2) Significance \alpha quantile level, and corresponding r critical values \lambda_{i}: We look at the upper tail of the distribution, and use the percent point function ppf, which is the inverse of the cdf function, to obtain the critical values, that is

\lambda_{i}=\frac{(n-i)\cdot t_{p,n-i-1}}{\sqrt{(n-i-1+t_{p,n-i-1}^{2})(n-i+1)}}

    p = 1.0 - alpha/(2.0*(n - i + 1))
    crit = t.ppf(p, n-i-1)
    Lambda.append((n-i)*crit / np.sqrt((n-i-1+crit**2) * (n-i+1)))

where (n - i + 1) is the DOF, i the number of observation, \alpha the significance, here e.g. 0.05.

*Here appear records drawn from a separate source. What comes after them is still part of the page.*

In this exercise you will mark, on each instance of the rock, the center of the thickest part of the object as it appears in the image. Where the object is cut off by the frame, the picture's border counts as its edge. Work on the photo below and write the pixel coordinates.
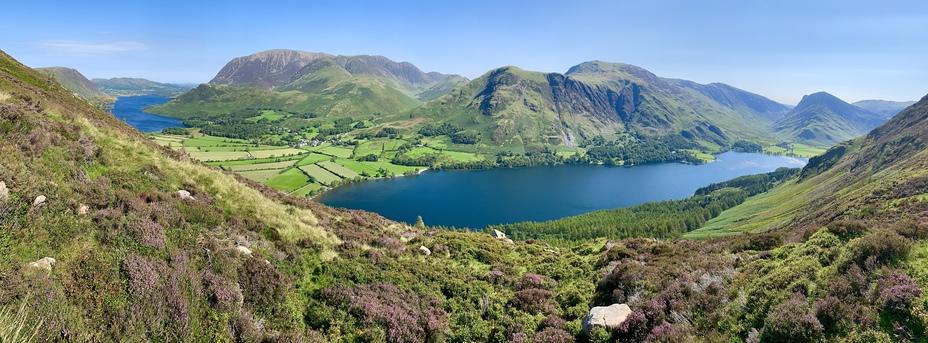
(243, 250)
(45, 263)
(184, 195)
(605, 317)
(498, 234)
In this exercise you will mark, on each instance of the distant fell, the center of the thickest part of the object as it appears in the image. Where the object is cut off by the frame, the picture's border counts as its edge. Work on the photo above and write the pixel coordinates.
(885, 108)
(129, 86)
(74, 81)
(317, 83)
(823, 120)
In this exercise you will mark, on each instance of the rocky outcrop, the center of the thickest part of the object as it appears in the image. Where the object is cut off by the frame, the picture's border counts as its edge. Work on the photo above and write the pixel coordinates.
(605, 317)
(4, 192)
(184, 195)
(45, 263)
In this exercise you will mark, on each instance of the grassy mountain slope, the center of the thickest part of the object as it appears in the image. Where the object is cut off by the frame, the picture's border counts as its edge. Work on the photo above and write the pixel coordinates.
(515, 109)
(823, 120)
(313, 83)
(74, 81)
(737, 99)
(138, 261)
(885, 108)
(875, 176)
(128, 86)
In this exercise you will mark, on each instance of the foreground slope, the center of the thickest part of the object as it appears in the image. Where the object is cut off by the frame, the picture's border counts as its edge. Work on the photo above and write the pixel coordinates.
(74, 81)
(145, 244)
(317, 83)
(823, 120)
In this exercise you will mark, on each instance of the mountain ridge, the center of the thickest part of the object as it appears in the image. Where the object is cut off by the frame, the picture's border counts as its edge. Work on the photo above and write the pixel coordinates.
(76, 82)
(821, 119)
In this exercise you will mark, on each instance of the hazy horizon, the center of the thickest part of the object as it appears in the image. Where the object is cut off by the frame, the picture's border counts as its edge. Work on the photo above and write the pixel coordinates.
(853, 50)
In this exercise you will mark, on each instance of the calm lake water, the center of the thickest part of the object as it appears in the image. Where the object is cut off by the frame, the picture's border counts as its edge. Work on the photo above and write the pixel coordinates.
(129, 109)
(479, 198)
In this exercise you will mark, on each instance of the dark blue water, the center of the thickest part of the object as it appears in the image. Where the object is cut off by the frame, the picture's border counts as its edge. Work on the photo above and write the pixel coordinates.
(479, 198)
(129, 109)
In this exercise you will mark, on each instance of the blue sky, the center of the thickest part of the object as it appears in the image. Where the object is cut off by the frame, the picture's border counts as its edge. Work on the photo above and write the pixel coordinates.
(780, 49)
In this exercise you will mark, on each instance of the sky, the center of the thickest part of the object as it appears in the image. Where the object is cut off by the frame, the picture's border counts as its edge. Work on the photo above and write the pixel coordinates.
(782, 49)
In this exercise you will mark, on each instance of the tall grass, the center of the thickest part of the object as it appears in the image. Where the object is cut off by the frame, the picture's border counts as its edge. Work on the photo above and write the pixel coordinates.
(13, 325)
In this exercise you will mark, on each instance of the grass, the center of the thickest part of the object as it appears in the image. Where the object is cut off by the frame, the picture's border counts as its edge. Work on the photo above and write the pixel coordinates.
(289, 180)
(338, 169)
(321, 175)
(312, 158)
(309, 188)
(260, 175)
(259, 166)
(799, 149)
(276, 152)
(217, 155)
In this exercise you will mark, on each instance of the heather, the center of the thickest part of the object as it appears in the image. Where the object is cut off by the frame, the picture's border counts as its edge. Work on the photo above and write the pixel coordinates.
(229, 260)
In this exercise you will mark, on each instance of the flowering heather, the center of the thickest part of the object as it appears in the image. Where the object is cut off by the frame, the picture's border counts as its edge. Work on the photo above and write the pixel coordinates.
(553, 335)
(533, 300)
(404, 316)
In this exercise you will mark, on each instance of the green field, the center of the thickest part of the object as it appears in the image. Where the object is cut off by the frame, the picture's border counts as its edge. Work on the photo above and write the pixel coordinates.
(260, 175)
(800, 150)
(321, 175)
(303, 191)
(259, 166)
(336, 151)
(217, 155)
(276, 152)
(289, 180)
(338, 170)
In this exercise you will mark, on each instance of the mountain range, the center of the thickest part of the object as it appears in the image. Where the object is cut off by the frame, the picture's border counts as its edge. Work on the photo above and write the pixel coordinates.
(74, 81)
(110, 237)
(314, 83)
(519, 110)
(823, 120)
(128, 86)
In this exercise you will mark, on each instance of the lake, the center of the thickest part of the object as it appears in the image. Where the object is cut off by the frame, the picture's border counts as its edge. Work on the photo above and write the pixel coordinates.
(129, 109)
(478, 198)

3) The number of outliers is determined by finding the largest i such that R_{i} > \lambda_{i}. Finally, list the outliers:

ofound = False
for j in xrange(Max_ourliers-1, -1, -1):
    if R[j] > Lambda[j]:
        ofound = True
        break

if ofound:
        return j+1, maxm[0:j+1]

Case study

Let's look at a function that is outliers sensitive, e.g. f(x) = a \cdot e^{-b x}, and take it as a function that is difficult to transform into a linear case (no easy log-transformation). Generating some random data with a bit noise:

a, b = 1,1
x = np.arange(0,5,.05)
y = y_func(x, a, b)

noise = np.random.normal(0,.02,len(y))

y = np.absolute(y+noise)

for u in np.arange(0, len(x), len(x)/10):
    y[u]= 1.5*random.random()

Raw data

Applying a Least-square method, we get a fit that is visually affected by outliers (pulled up). Using our ESD test and applying it on the residuals of the fit using \alpha=0.05 and max_ourliers = 20, we get the outliers identified quite nicely. Removing the raw data points corresponding to the index of the outlier (I know, a controversial topic) and redoing the least-square fit we get the nice final fit:

Fit with and without outliers * absolute value of the residuals are shown.

The effect on the parameters, as expected, is strong:

  • LS : a = 0.956104584835, b = 0.724078825566
  • ESD: a = 1.0114170019, b = 1.01214322139

Next steps are to check the limitations of the method, e.g. n<25. So far so good I would say!